While impact investing has grown rapidly, investors lack the tools and data to effectively and consistently measure the impact of their investments.
According to estimates by the Global Impact Investing Network, the size of the impact investing market in 2022 hit US$1 trillion ($1.6 trillion), spurred on by investors’ desire to achieve positive societal outcomes while earning attractive returns on capital.
In Australia, fund managers are seeing super funds re-allocating to strategy after a hiatus. “Super funds were not particularly interested in impact investing a couple of years ago. Their focus was more on regulatory and competitive landscape issues,” said Tim Macready, chief investment officer at impact fund manager and advisor Brightlight Group. Brightlight manages around $500 million of assets.
“But interest is now picking up again and I’d expect to see super funds starting to reallocate again.”
Hindering market growth
One of the key issues hindering the market is the lack of consistent data, tools and standards to measure impact.
Though the problem is not a new one according to Philippe Zaouati, chief executive of portfolio manager Mirova, an affiliate of Natixis Investment Managers with €25.5 billion ($40 billion) of assets under management.
“It’s always difficult to measure the impact but I’ve been hearing about the lack of data and lack of consistency of data for 20 years or so. We don’t lack of data, we probably lack more analysis of data,” he said.

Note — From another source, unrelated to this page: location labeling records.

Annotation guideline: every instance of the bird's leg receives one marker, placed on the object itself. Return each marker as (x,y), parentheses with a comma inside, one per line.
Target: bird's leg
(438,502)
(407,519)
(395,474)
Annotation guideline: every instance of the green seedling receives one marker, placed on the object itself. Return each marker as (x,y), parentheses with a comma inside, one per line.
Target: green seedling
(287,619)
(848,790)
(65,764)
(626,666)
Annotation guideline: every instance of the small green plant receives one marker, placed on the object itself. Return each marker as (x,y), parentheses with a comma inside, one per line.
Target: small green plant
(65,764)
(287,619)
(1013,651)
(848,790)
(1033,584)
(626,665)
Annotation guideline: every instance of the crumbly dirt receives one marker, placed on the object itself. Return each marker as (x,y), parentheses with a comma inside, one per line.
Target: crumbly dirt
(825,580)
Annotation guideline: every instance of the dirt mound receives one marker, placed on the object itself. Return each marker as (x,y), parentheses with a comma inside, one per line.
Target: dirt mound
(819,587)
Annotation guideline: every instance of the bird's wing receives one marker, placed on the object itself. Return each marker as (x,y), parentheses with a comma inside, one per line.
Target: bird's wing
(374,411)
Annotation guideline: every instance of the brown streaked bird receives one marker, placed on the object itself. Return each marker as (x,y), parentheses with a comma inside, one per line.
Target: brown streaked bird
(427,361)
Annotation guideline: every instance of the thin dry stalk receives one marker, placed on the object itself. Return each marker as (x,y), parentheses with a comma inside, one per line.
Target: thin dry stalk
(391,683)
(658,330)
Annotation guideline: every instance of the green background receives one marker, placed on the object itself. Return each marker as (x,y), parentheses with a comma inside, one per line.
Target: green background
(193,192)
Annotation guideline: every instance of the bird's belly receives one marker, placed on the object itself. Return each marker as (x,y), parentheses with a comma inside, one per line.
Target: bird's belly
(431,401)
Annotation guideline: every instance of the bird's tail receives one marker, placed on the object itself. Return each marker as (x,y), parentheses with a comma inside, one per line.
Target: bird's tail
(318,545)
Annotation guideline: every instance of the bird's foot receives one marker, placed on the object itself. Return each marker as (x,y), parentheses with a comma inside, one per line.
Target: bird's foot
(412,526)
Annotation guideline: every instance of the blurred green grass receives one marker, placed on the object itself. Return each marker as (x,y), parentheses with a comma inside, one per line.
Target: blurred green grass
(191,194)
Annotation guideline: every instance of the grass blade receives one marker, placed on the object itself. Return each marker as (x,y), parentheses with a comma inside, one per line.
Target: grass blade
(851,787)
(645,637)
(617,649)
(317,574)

Cbus’ chief investment officer Kristian Fok said getting the right information is important. “In the past, there was a lack of information. How we process and consume that information [around responsible investing] is going to be pretty critical.”
The $70 billion super fund recently appointed Rosalind Mckay as head of responsible investment and she has been tasked to develop responsible investment frameworks including what information is needed. The fund already uses the GRESB Foundation methodology which sets benchmarks and global standards for measuring ESG for the real estate and infrastructure industry.

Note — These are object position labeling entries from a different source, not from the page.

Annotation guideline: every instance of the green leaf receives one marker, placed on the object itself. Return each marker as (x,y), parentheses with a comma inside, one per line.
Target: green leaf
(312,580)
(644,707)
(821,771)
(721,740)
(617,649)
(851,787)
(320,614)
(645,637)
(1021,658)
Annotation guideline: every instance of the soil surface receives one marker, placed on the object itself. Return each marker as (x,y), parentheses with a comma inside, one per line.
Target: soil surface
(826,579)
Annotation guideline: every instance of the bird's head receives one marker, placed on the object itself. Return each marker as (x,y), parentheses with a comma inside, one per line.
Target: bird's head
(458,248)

There is growing demand from investors for more impact measurement frameworks and metrics to be applied and the lack of consistency is challenging for investors and portfolio managers. “One investor might care about job creation, one investor might care about poverty alleviation, another might care about something else,” said Macready.
“Each of them is asking for cases that have precise metrics in the way that they want to make an impact and that can be challenging when we’re dealing with multi asset portfolios, where managers don’t necessarily all report on the same metrics.”
The finalisation of Australia’s sustainable finance taxonomy – a set of definitions of activities or assets that are considered sustainable – will provide more clarity on calculating impact.
“Once you have those frameworks, you have a set rules and measurements that can actually also legitimately help you identify the impact [of your investments],” said Fok, who is also acting chair of the Australian Sustainable Finance Institute that is developing the taxonomy.
Attribution is another problem with inconsistency in terms of how impact investments and impact fund managers claim their share of impact.
“We’re seeing the equity manager will claim the impact of the total percentage of equity and where they do not adjust for their share of ownership because that can be really complex in the capital structure. So that attribution piece is actually really challenging as well,” said Brightlight’s Macready.
This is one of the reasons UK-based green bond fund manager Affirmative Investment Manager limits its investments to the labelled green bond market explained Katie House, partner – sustainability.
“We have specifically chosen to focus our attention on labelled bonds because it gives us an additional layer to be able to measure our impact. We look for the impact through the use of proceeds of the bond,” she said.
“It’s not enough to take the label at face value, we definitely still need to do our research and that’s both on the use of proceeds side and also on the issuer side.”
Even in the measurement of greenhouse gases, which has established datasets and science-based methodology, calculating the indirect carbon emissions of a company’s value chain, or scope 3 emissions, continues to confound.
“Emissions information, particularly scope 1 and 2, the data is pretty good but when you start looking at scope 3, data provision is much more variable and much more often estimated,” said House.